Banyaknya temuan-temuan dalam penggunaan campur kode dan alih kode dalam pembelajaran bahasa Jawa, baik dari wujud, faktor penyebab dan fungsi penggunaan, maka dapat dikatakan bahwa pembelajaran bahasa Jawa masih belum murni diajarkan secara penuh menggunakan bahasa Jawa. Bahkan sering ditemukan penggunaan bahasa Indonesia lebih dominan dibandingkan bahasa Jawa itu sendiri. Dengan demikian, hendaknya penggunaan campur kode maupun alih kode dalam pembelajaran bahasa Jawa di sekolah dasar sebaiknya digunakan lebih bijaksana. Pemanfaatan untuk mempermudah pembelajaran sebaiknya tidak terlalu dibesarkan, khususnya kepada para pendidik, agar siswa terbiasa

mendengar penggunaaan bahasa Jawa dengan baik sehingga akan lebih mudah bagi para siswa menggunakan bahasa Jawa dalam kehidupan sehari-hari.

Faktor-faktor sosial, budaya, pendidikan menjadi latar belakang terjadinya penggunaan campur kode dan alih kode di kalangan guru dan siswa. Siswa yang berasal dari kalangan keluarga modern lebih banyak menggunakan bahasa Indonesia sebagai bahasa sehari-hari mereka, sedangkan siswa yang asli dari lingkungan Jawa masih menggunakan bahasa Jawa namun tidak semua ragam mereka paham. Para siswa lebih terbiasa menggunakan ragam ngoko daripada ragam krama.

Campur kode dan alih kode dalam dunia sosial budaya digunakan untuk memberikan makna yang lebih baik terkait dengan masyarakat yang mereka miliki, sehingga antara pemilik budaya yang satu dengan budaya yang lain dapat berkomunikasi tanpa adanya pembeda. Dapat pula dikatakan bahwa penggunaan campur kode dan alih kode mampu membuat siswa tidak hanya menggunakan bahasa ibu tetapi juga bahasa nasional sebagai bahasa pemersatu bangsa.
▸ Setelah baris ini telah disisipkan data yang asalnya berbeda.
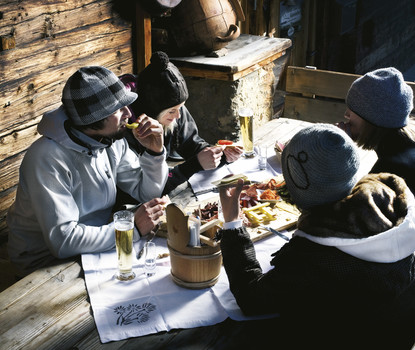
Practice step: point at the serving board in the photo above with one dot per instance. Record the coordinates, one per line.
(286, 217)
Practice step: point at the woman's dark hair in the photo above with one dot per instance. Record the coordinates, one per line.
(371, 135)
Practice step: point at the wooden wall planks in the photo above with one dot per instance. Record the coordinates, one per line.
(52, 39)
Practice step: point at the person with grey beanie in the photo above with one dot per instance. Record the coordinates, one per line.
(345, 279)
(162, 93)
(378, 111)
(68, 177)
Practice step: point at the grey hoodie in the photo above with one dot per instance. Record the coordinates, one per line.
(66, 193)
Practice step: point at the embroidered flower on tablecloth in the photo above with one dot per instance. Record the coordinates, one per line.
(134, 313)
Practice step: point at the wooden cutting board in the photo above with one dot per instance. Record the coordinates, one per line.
(286, 217)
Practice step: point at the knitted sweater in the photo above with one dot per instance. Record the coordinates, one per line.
(351, 261)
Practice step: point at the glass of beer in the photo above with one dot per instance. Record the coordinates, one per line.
(246, 122)
(124, 229)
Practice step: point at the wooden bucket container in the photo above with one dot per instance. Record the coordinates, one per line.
(191, 267)
(203, 26)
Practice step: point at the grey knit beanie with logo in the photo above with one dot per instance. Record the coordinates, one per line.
(159, 86)
(93, 93)
(382, 98)
(320, 165)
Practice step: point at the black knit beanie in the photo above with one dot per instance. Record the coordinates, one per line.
(159, 86)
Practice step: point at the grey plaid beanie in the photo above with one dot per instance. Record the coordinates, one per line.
(93, 93)
(320, 165)
(159, 86)
(382, 98)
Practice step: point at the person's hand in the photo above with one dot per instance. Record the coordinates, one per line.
(209, 157)
(148, 214)
(345, 126)
(233, 153)
(229, 199)
(149, 133)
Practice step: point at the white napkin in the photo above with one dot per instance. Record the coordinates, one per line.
(154, 304)
(202, 181)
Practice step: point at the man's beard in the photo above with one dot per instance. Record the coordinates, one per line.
(120, 134)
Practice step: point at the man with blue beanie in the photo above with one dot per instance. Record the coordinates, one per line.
(345, 279)
(378, 111)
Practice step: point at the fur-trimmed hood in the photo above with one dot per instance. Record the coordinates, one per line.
(376, 222)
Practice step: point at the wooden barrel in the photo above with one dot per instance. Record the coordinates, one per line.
(191, 267)
(202, 26)
(195, 271)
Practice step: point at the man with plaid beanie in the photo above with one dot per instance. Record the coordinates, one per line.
(68, 177)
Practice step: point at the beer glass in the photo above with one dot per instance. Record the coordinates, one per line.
(124, 230)
(246, 122)
(150, 260)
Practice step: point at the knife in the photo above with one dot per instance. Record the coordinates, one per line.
(278, 233)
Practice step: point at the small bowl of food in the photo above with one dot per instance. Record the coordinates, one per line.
(278, 147)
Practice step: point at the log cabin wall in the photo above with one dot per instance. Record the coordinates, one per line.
(42, 44)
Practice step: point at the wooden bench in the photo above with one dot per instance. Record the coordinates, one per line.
(317, 95)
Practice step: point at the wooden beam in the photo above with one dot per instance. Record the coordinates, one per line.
(143, 38)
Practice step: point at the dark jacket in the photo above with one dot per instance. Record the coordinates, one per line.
(349, 267)
(182, 143)
(396, 154)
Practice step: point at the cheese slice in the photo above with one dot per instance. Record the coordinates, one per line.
(230, 180)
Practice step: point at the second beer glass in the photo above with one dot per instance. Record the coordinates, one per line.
(124, 230)
(246, 122)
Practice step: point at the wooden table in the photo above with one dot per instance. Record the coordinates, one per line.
(50, 309)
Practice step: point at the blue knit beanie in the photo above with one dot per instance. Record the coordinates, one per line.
(382, 98)
(320, 165)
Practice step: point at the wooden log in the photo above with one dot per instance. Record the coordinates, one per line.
(25, 330)
(314, 110)
(319, 82)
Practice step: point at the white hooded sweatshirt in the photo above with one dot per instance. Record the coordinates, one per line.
(66, 193)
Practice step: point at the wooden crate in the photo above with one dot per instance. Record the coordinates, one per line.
(317, 95)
Hal ini sama dengan penelitian yang dilakukan oleh Kim (2006) dalam penelitiannya yang berjudul “Reasons and Motivations for Code-Mixing and Code-Switching”. Kim (2006) melakukan penelitian mengenai alasan dan motivasi penggunaan campur kode dan alih kode. Penelitiannya menemukan banyak faktor penyebab dan motivasi yang bersifat positif dalam penggunaan campur kode dan alih kode, salah satunya sama dengan penelitian yang peneliti lakukan yaitu memperlancar komunikasi sehingga terwujud pembelajaran yang efektif.